Как только кокон снова был образован, Алма снова отобрала ее у меня, и, как ни странно, ребенок успокоился.
— Она тоже любит чудовищ, как я, — Алма усмехнулась и вдруг, буквально впервые за последнее время, обратилась ко мне.
— Как думаешь ее назвать?
До меня не сразу дошел смысл ее слов.
— В смысле назвать? Алма, у нее уже есть имя. И наверняка есть семья!
Жена покачала головой и сильнее прижала к себе ребенка.

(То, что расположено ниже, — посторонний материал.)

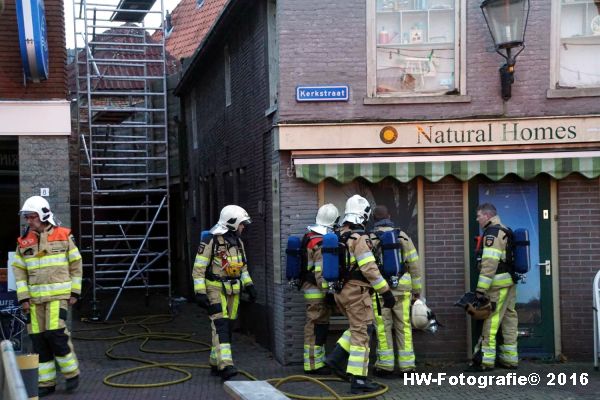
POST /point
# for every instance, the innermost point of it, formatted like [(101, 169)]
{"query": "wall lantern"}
[(507, 21)]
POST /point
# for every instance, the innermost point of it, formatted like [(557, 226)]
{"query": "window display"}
[(579, 64), (415, 46)]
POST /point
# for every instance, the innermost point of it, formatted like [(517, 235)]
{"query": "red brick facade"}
[(11, 67)]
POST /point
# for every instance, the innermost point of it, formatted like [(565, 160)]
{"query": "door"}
[(523, 205)]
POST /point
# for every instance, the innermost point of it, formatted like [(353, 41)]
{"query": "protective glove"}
[(330, 299), (388, 299), (202, 300), (251, 290)]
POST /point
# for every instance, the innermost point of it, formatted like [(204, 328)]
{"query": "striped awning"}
[(463, 167)]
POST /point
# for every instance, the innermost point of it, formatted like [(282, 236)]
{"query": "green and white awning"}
[(463, 167)]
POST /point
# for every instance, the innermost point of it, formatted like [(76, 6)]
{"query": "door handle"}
[(546, 264)]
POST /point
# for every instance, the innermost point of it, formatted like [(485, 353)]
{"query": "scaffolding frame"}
[(121, 123)]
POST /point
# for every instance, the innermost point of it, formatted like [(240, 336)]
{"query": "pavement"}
[(565, 381)]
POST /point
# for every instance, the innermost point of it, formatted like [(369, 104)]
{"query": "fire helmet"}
[(230, 219), (40, 206), (327, 217), (358, 210), (423, 318)]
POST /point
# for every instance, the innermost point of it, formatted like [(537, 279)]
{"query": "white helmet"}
[(40, 206), (327, 217), (231, 217), (358, 210), (422, 317)]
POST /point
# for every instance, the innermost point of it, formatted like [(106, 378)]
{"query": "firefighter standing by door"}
[(362, 276), (48, 272), (496, 283), (220, 271), (394, 324), (318, 309)]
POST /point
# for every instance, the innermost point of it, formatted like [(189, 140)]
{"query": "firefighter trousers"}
[(222, 311), (354, 301), (393, 325), (504, 318), (316, 327), (51, 340)]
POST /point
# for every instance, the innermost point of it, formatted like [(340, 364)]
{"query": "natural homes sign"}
[(525, 131)]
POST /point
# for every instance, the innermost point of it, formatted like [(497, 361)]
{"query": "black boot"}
[(360, 384), (72, 384), (44, 391), (228, 372), (337, 361)]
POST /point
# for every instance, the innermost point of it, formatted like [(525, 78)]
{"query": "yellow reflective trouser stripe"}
[(489, 351), (358, 361), (385, 354), (406, 356), (224, 306), (411, 256), (46, 371), (365, 258), (234, 308), (344, 340), (225, 350), (67, 363), (199, 285), (35, 327), (484, 282), (245, 278), (379, 283), (53, 310), (22, 287), (502, 280), (313, 294), (508, 354), (314, 357), (50, 289), (18, 262), (201, 261)]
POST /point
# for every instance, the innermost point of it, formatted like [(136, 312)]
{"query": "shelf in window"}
[(589, 39), (419, 46)]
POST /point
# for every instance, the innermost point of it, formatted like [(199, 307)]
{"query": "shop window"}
[(414, 47), (577, 37), (400, 199)]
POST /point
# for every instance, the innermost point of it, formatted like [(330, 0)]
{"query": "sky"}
[(151, 19)]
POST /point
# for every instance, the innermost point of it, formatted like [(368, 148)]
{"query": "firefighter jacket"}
[(47, 266), (221, 260), (362, 268), (493, 254), (410, 281)]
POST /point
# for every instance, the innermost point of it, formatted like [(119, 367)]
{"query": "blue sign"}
[(322, 93), (33, 38)]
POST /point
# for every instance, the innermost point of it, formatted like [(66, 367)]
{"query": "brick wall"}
[(444, 270), (11, 67), (579, 255), (44, 163), (233, 137), (325, 43)]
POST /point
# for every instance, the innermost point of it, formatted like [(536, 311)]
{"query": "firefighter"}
[(361, 277), (496, 284), (48, 270), (220, 271), (318, 308), (394, 324)]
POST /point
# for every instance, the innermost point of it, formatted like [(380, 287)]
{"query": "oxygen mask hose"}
[(147, 335)]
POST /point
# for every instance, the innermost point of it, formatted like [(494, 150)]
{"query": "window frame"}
[(554, 88), (460, 74)]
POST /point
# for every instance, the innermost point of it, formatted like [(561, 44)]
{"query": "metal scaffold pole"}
[(121, 121)]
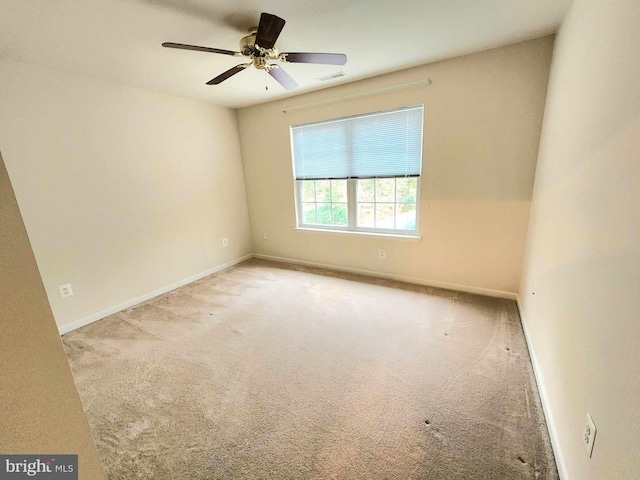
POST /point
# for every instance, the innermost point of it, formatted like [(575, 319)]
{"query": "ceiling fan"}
[(259, 47)]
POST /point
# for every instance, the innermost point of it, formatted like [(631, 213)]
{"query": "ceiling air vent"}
[(332, 76)]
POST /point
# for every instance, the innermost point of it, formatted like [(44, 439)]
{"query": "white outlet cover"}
[(589, 434), (65, 290)]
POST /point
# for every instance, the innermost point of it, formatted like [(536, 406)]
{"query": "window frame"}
[(352, 181), (352, 211)]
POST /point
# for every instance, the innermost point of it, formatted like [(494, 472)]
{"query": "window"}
[(360, 173)]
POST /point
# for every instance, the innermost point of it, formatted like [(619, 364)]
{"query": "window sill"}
[(409, 238)]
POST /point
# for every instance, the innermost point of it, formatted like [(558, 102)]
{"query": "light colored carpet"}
[(267, 371)]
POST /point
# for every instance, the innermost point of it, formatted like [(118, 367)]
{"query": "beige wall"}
[(123, 191), (483, 115), (40, 409), (580, 294)]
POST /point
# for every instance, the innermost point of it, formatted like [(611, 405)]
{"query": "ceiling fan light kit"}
[(259, 47)]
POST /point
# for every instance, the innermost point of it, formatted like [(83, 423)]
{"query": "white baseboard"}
[(135, 301), (401, 278), (546, 407)]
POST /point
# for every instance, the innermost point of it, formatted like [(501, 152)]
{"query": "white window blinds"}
[(377, 145)]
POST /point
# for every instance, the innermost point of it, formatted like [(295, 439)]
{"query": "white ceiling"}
[(119, 40)]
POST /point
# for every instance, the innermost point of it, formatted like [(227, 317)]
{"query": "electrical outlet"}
[(65, 290), (589, 434)]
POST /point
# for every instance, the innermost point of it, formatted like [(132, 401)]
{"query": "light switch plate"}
[(589, 434)]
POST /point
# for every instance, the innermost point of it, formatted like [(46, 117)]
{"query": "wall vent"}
[(332, 76)]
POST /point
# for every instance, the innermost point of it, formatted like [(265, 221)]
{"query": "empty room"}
[(320, 240)]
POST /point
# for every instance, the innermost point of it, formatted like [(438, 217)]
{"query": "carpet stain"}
[(273, 371)]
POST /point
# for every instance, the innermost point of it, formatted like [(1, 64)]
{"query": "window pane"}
[(406, 189), (324, 214), (309, 212), (366, 190), (323, 190), (338, 190), (406, 216), (308, 191), (385, 190), (384, 215), (340, 214), (366, 215)]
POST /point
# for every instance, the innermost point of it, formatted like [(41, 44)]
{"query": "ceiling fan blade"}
[(282, 77), (269, 29), (229, 73), (307, 57), (182, 46)]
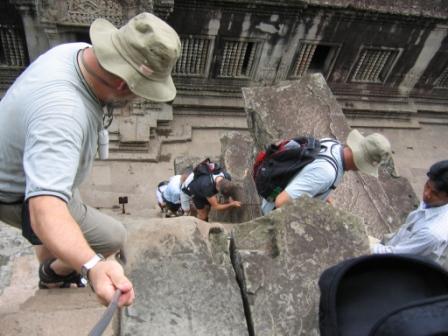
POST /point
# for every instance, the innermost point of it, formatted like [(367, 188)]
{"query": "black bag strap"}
[(422, 318)]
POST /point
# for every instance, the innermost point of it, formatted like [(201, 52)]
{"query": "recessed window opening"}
[(247, 58), (320, 59)]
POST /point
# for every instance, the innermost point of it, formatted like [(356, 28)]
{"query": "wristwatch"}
[(85, 269)]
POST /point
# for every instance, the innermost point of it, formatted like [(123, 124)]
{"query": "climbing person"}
[(202, 186), (281, 177)]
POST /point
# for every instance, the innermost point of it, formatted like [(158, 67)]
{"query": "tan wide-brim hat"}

— Ее семью только что сожрал мой несостоявшийся возлюбленный. Она останется со мной. Та женщина, ее мать, наверняка хотела, чтобы ее защитили. Она умерла, спасая ее.
Ох, глупое чудовище!
— А бабушка? Дедушка? Тетя. Она должна быть с семьей, как ты не понимаешь! Так принято у людей.
Мне показалось, она меня сейчас за эти слова задушит.
— Она останется со мной!
— Нет, Алма! Если мое слово имеет хоть какой-то вес в этой пещере, то она вернется домой!
Восемь лет спустя.
— Пап, а оленьи глаза съедобны? — девочка палкой тыкала в труп оленя, которого я собирался разделывать, и как раз точил ножи, пока она приставала ко мне.
— Я не знаю. Спроси у мамы.
Теперь палка тыкнула в бок мне.
— Ты же знаешь, что ее тут нет! Так съедобны или нет!?
Серые глаза уставились в меня. Еще так нахмурилась, как злая лисица. На лису, она, кстати, и впрямь была похожа. Такая же рыженькая, шустрая и неугомонная.
— Мари, — я бросил ножи, — я не знаю. Давай их сварим, ты их съешь, и мы поймем, съедобны они или нет.
Как всегда, на любой рискованный эксперимент, она соглашалась с удовольствием.